After announcing to the world that the Road Warriors were back in business for ourselves the way we preferred, we were sent on a collision course with the World champs, the Midnight Express. On October 29, 1988, in New Orleans at the Municipal Auditorium, Hawk and I destroyed Stan and Bobby in less than five minutes for the NWA World Tag Team Championships. Even though we were coming in with heel personas and we brutalized Bobby outside of the ring, busting him wide open, the fans were still cheering for us. I’m telling you, man, the only way we could’ve successfully gotten over as heels would’ve been if we went to the WWF and jumped Hulk Hogan. And even then, I’m not too sure.

Over the course of the next month, we brutalized both the Midnight Express and the team of Sting and Luger. By November 21, however, I found out that Jimmy Crockett was the one who had suffered the greatest beating of all. Bankruptcy.

In a panic, Crockett called upon the mighty Ted Turner, owner of WTBS and CNN, to bail him out. In an unprecedented move, Turner bought the flagging Jim Crockett Promotions and all of its assets, laying to rest the fifty-seven-year-old tradition of Mid-Atlantic Championship Wrestling. In an effort to rebrand the product, Turner renamed his new organization after its flagship show,
World Championship Wrestling
, and hence WCW was born.

To his credit, though, for the most part, Turner came on board to maintain the NWA product as it already was, and nobody lost their jobs. Aside from some basic aesthetic changes, like ring and logo redesigns, the company seamlessly kept doing business as usual.

WCW was now the consolidated effort of Ted Turner himself, who always enjoyed the high ratings
World Championship Wrestling
brought to TBS for such a low production cost. Turner also had it out for Vince McMahon ever since the Black Saturday fiasco when the Briscos had sold out their majority share of GCW stock to him back in ’84.
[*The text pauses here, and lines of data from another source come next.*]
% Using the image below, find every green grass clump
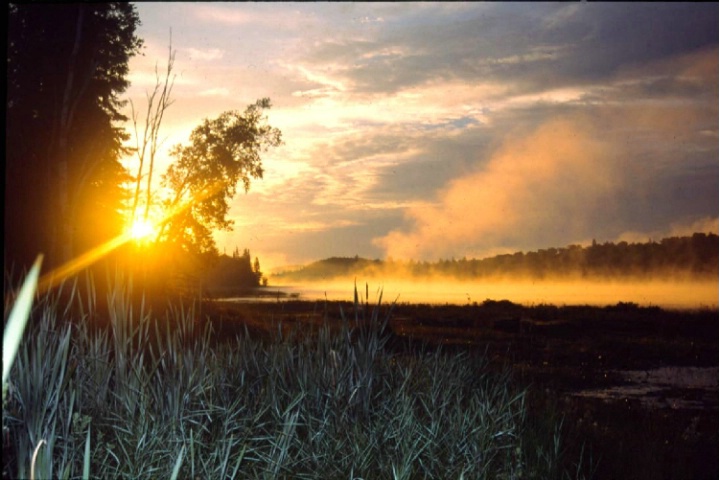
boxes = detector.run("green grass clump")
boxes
[3,273,587,479]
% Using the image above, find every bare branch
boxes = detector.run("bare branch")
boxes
[129,30,176,225]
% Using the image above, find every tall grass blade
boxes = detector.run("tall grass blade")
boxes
[3,255,43,393]
[170,445,186,480]
[82,425,91,480]
[30,439,46,480]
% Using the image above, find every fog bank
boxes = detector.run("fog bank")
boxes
[267,277,718,310]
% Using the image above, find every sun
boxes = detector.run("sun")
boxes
[129,218,157,241]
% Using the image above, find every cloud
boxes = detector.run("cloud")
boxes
[198,87,230,97]
[372,59,717,261]
[192,5,256,25]
[241,41,716,265]
[127,3,718,268]
[373,115,622,260]
[296,3,718,97]
[186,47,224,62]
[190,4,316,30]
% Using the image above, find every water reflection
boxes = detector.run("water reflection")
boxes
[222,279,718,309]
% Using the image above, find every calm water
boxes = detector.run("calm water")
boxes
[221,278,718,309]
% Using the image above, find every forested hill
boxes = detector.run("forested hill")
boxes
[273,233,718,281]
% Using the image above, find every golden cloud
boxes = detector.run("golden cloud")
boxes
[374,114,621,259]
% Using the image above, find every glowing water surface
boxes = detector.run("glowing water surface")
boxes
[237,278,718,309]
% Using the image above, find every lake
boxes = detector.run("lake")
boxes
[218,278,718,309]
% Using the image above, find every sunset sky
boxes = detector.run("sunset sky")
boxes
[122,2,718,271]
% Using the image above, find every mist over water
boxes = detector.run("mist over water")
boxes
[264,277,718,309]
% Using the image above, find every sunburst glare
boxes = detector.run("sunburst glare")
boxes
[129,218,157,242]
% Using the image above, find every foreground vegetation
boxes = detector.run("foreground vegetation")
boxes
[3,269,591,479]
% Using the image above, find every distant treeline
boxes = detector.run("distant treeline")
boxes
[274,233,718,281]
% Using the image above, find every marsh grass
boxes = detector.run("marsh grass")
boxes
[3,271,588,479]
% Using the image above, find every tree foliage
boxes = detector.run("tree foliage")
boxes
[158,99,282,255]
[204,247,265,295]
[6,3,141,269]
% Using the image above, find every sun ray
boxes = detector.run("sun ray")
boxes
[34,180,227,295]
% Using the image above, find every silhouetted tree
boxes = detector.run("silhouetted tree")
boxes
[156,99,282,256]
[6,3,142,269]
[204,247,263,293]
[253,256,263,283]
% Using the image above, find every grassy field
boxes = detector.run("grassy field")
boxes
[3,272,594,479]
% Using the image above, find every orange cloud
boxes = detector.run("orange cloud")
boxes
[374,115,621,260]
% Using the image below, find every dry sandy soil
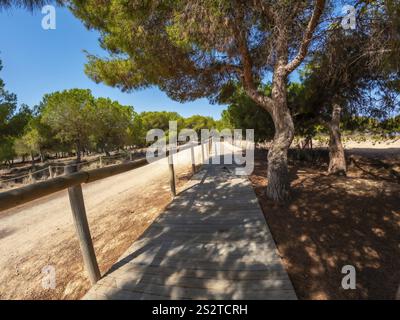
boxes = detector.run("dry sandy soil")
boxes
[0,146,203,300]
[1,140,399,300]
[250,143,400,300]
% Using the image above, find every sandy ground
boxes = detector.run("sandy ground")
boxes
[319,138,400,158]
[344,139,400,159]
[0,145,204,299]
[1,139,398,300]
[343,138,400,149]
[250,146,400,299]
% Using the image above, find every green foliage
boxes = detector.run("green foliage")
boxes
[138,111,183,132]
[7,104,33,137]
[299,2,400,128]
[0,60,33,162]
[0,136,15,163]
[0,0,51,10]
[13,127,41,157]
[380,115,400,136]
[0,60,18,138]
[133,111,183,145]
[343,115,400,138]
[217,82,320,142]
[90,97,136,152]
[69,1,324,103]
[222,107,274,143]
[41,89,95,155]
[13,113,57,158]
[183,115,217,136]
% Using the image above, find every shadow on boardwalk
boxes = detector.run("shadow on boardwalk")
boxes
[83,161,297,300]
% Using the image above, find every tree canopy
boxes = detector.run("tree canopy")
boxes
[69,0,328,201]
[0,60,32,163]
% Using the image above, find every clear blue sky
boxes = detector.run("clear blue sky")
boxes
[0,6,226,119]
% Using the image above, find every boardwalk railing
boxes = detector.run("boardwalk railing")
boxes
[0,139,212,285]
[0,151,146,186]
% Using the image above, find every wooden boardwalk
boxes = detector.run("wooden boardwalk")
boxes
[83,161,297,300]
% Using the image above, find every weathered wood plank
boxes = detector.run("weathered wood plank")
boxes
[83,160,297,300]
[107,263,289,281]
[101,274,295,293]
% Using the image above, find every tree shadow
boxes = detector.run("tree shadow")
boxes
[251,148,400,300]
[86,161,296,300]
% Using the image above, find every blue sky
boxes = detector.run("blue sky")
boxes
[0,6,226,119]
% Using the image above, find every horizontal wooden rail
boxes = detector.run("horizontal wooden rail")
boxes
[0,140,209,286]
[0,158,148,212]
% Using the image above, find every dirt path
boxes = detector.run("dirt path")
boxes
[0,146,203,299]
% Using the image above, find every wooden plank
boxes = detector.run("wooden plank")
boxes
[119,245,281,267]
[122,238,277,254]
[92,281,296,300]
[123,258,283,272]
[149,222,270,233]
[136,229,273,243]
[91,284,170,300]
[107,263,289,281]
[154,216,264,226]
[83,160,297,300]
[101,273,295,293]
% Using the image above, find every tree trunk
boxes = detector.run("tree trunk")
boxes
[327,104,346,176]
[266,71,295,202]
[267,108,295,202]
[76,141,82,163]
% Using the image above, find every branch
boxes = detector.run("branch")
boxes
[284,0,326,75]
[252,0,275,22]
[239,37,274,112]
[201,62,242,75]
[231,9,273,112]
[219,3,275,112]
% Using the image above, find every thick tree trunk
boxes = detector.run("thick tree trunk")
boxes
[266,70,295,202]
[327,104,346,176]
[267,108,295,202]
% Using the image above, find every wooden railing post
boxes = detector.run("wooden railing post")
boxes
[65,164,101,285]
[201,141,205,164]
[29,169,36,183]
[190,143,196,174]
[167,149,176,197]
[48,165,54,179]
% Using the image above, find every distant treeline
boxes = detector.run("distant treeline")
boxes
[0,87,221,164]
[1,62,398,166]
However, with the purchase of Crockett Promotions, Turner himself handed down some regulations to make the show more family friendly. When the new WCW rule book came down the pike into the hands of Dusty, I think he got frustrated with the corporate interference. In response, Rhodes decided to make a statement the best way he personally knew how, and for our old friend and trusted booker, it proved to be a fatal move.